The HER2 gene plays a significant role in regulating cell growth and division. While a normal component of cellular function, its malfunction can contribute to the development and progression of certain cancers. Understanding HER2 is important because its activity influences the behavior of cancer cells.
The HER2 Gene’s Normal Role
The HER2 gene, also known as ERBB2, provides instructions for making the human epidermal growth factor receptor 2 protein. This protein is a receptor found on the surface of various cells throughout the body, including breast cells. It belongs to a family of proteins called epidermal growth factor receptors (EGFRs), which transmit signals from outside the cell to its interior.
When activated, HER2 forms pairs with other HER family receptors, initiating signaling pathways inside the cell. These pathways act like an “on-off switch,” controlling cellular processes such as growth, division, and repair. This signaling ensures that cells grow and divide appropriately, maintaining healthy tissue function. Unlike its family members, HER2 does not directly bind to a specific signaling molecule for activation, but rather becomes active through interactions with other HER family members.
When HER2 Goes Awry
Problems arise when the HER2 gene malfunctions, leading to an excess of HER2 proteins on the cell surface. This malfunction often involves “HER2 gene amplification,” where cells have too many copies of the HER2 gene. This amplification causes “HER2 protein overexpression,” meaning there are an abnormally high number of HER2 receptors on the cell surface.
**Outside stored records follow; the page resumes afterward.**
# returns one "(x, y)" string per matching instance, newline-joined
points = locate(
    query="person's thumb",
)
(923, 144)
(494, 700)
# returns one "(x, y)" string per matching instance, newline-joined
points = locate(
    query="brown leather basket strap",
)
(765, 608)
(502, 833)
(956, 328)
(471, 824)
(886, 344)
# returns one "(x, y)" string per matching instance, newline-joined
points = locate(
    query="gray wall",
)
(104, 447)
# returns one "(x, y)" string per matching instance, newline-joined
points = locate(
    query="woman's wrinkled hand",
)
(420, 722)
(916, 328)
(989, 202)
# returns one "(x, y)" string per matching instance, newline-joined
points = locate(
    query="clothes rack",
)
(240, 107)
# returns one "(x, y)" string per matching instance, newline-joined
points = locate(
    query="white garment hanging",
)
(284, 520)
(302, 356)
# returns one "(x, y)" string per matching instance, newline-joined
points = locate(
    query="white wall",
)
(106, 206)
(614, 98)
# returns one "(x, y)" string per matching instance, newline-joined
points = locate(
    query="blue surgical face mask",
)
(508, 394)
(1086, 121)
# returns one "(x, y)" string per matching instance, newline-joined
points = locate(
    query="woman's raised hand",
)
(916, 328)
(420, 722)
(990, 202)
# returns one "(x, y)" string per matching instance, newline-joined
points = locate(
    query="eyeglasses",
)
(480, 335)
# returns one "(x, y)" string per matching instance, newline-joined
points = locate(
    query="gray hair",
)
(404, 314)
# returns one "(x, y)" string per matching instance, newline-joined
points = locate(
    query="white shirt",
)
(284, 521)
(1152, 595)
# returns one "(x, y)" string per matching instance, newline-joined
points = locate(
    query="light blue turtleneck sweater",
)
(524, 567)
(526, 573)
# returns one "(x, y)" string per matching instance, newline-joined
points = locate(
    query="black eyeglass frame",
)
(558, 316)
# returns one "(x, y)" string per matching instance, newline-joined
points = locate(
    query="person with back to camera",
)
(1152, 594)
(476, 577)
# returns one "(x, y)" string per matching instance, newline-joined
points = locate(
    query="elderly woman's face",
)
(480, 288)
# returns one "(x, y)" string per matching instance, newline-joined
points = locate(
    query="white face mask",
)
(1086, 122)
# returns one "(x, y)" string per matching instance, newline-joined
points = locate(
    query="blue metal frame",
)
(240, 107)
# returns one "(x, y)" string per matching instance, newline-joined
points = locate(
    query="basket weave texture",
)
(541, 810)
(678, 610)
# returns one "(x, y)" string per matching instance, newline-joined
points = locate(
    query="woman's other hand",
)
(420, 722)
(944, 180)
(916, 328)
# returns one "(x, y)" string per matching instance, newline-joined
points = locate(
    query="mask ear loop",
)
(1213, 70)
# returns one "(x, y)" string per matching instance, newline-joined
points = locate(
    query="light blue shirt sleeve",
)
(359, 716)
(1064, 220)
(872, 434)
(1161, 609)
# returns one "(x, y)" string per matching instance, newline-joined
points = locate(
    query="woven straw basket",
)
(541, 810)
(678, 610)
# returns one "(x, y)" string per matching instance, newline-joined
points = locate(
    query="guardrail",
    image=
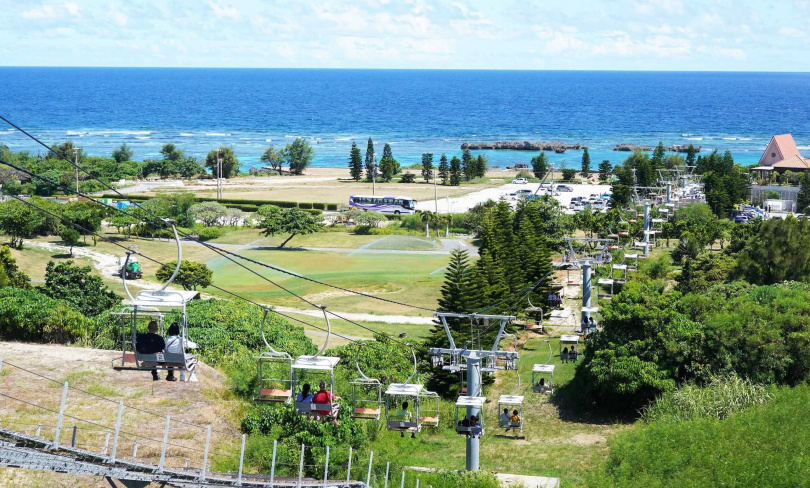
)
(41, 445)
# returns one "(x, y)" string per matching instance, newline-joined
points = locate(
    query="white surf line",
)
(364, 246)
(364, 317)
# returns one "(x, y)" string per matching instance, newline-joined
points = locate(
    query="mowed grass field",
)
(409, 278)
(549, 445)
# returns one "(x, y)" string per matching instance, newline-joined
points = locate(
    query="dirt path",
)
(364, 317)
(106, 264)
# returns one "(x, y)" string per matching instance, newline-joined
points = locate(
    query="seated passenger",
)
(503, 419)
(174, 345)
(403, 415)
(150, 343)
(324, 397)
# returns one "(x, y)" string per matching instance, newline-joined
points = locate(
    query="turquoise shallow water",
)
(416, 111)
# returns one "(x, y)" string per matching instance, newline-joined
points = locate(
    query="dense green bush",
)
(765, 445)
(208, 233)
(720, 398)
(653, 340)
(28, 315)
(222, 327)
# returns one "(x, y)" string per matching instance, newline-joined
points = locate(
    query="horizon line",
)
(574, 70)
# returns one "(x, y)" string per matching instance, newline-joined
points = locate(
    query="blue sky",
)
(743, 35)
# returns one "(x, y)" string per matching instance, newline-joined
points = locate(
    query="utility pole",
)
(374, 177)
(435, 190)
(219, 176)
(76, 151)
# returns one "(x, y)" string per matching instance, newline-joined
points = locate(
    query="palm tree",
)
(446, 219)
(427, 217)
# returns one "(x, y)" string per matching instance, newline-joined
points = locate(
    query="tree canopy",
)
(192, 275)
(293, 221)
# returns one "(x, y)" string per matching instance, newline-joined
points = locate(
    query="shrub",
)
(722, 397)
(208, 233)
(763, 446)
(28, 315)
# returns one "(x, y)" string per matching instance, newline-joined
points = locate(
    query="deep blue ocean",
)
(416, 111)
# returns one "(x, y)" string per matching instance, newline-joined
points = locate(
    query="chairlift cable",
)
(213, 248)
(210, 246)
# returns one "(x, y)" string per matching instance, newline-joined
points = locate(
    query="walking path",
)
(107, 264)
(447, 246)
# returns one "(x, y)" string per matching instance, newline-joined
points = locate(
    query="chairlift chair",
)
(316, 366)
(464, 406)
(631, 261)
(149, 305)
(545, 372)
(605, 282)
(414, 393)
(513, 400)
(366, 393)
(274, 370)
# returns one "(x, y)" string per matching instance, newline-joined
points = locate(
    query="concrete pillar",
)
(586, 291)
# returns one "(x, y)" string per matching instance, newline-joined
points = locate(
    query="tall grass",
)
(722, 397)
(766, 445)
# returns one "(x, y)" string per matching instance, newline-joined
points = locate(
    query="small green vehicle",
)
(133, 271)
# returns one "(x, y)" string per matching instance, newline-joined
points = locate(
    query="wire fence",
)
(124, 433)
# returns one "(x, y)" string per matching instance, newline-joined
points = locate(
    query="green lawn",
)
(401, 277)
(552, 446)
(414, 332)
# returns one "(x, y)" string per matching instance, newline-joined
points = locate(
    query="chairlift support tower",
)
(473, 360)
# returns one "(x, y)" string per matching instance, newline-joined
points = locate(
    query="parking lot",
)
(466, 202)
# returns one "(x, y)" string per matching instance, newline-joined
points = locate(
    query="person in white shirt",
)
(174, 345)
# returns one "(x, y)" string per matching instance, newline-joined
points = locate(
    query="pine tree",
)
(369, 162)
(586, 164)
(690, 155)
(604, 170)
(657, 160)
(444, 170)
(388, 165)
(355, 163)
(427, 166)
(467, 165)
(455, 171)
(481, 166)
(456, 293)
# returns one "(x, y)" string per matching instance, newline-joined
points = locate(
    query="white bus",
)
(395, 205)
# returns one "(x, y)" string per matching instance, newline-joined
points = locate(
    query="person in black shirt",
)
(150, 343)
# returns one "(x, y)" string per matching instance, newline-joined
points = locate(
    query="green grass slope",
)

When the “on-off switch” of HER2 signaling becomes stuck in the “on” position due to this overexpression, cells receive continuous growth signals. This constant signaling leads to uncontrolled cell growth and division, a hallmark of cancer development. The abnormal activity of HER2 contributes to the unchecked proliferation of cells, fueling tumor formation and progression.
HER2’s Influence on Cancer
HER2 overexpression impacts the behavior of cancer, making it a more aggressive form of the disease. Cancers with elevated HER2 levels tend to grow and spread more rapidly than those without, and they may also have a higher chance of returning after treatment. This increased aggressiveness is due to the constant growth signals that drive rapid cell division.
While HER2 is most commonly associated with breast cancer, it is also found in other cancer types, including gastric and gastroesophageal junction cancers. It can also appear in ovarian, bladder, and lung cancers. Identifying a patient’s HER2 status is important because it directly influences the prognosis and guides the selection of treatment strategies.
How HER2 Status is Determined
Determining a patient’s HER2 status involves testing tissue samples obtained from a biopsy or surgery. Two laboratory methods are used for this assessment: Immunohistochemistry (IHC) and Fluorescence In Situ Hybridization (FISH). IHC measures the amount of HER2 protein on the surface of cancer cells by using antibodies that bind to the protein and produce a colored stain.
IHC results are reported on a scale from 0 to 3+. A score of 0 or 1+ indicates HER2-negative status, meaning low or no HER2 protein overexpression. A score of 3+ signifies HER2-positive status, indicating significant overexpression. If the IHC result is 2+, equivocal or borderline, a FISH test is performed to confirm the HER2 status. FISH directly counts the number of HER2 gene copies within the cancer cells, using fluorescent probes that attach to the gene. A positive FISH result indicates gene amplification and confirms HER2-positive status, while a negative result confirms HER2-negative status.
Targeting HER2 in Treatment
Understanding HER2 status has advanced cancer treatment by enabling the development of targeted therapies. These “HER2-targeted therapies” are designed to block the HER2 protein, interfering with its ability to send growth signals to cancer cells. Examples include monoclonal antibodies like trastuzumab and pertuzumab, and antibody-drug conjugates such as trastuzumab emtansine (T-DM1) and fam-trastuzumab deruxtecan-nxki.
Trastuzumab works by binding to the HER2 receptor, slowing cell replication and flagging cancer cells for destruction by the body’s immune system. Pertuzumab binds to a different region of HER2, preventing it from pairing with other HER receptors, such as HER3, which activates growth pathways. These targeted drugs are effective because they specifically address the abnormal HER2 pathway, often leading to improved outcomes for patients with HER2-positive cancers.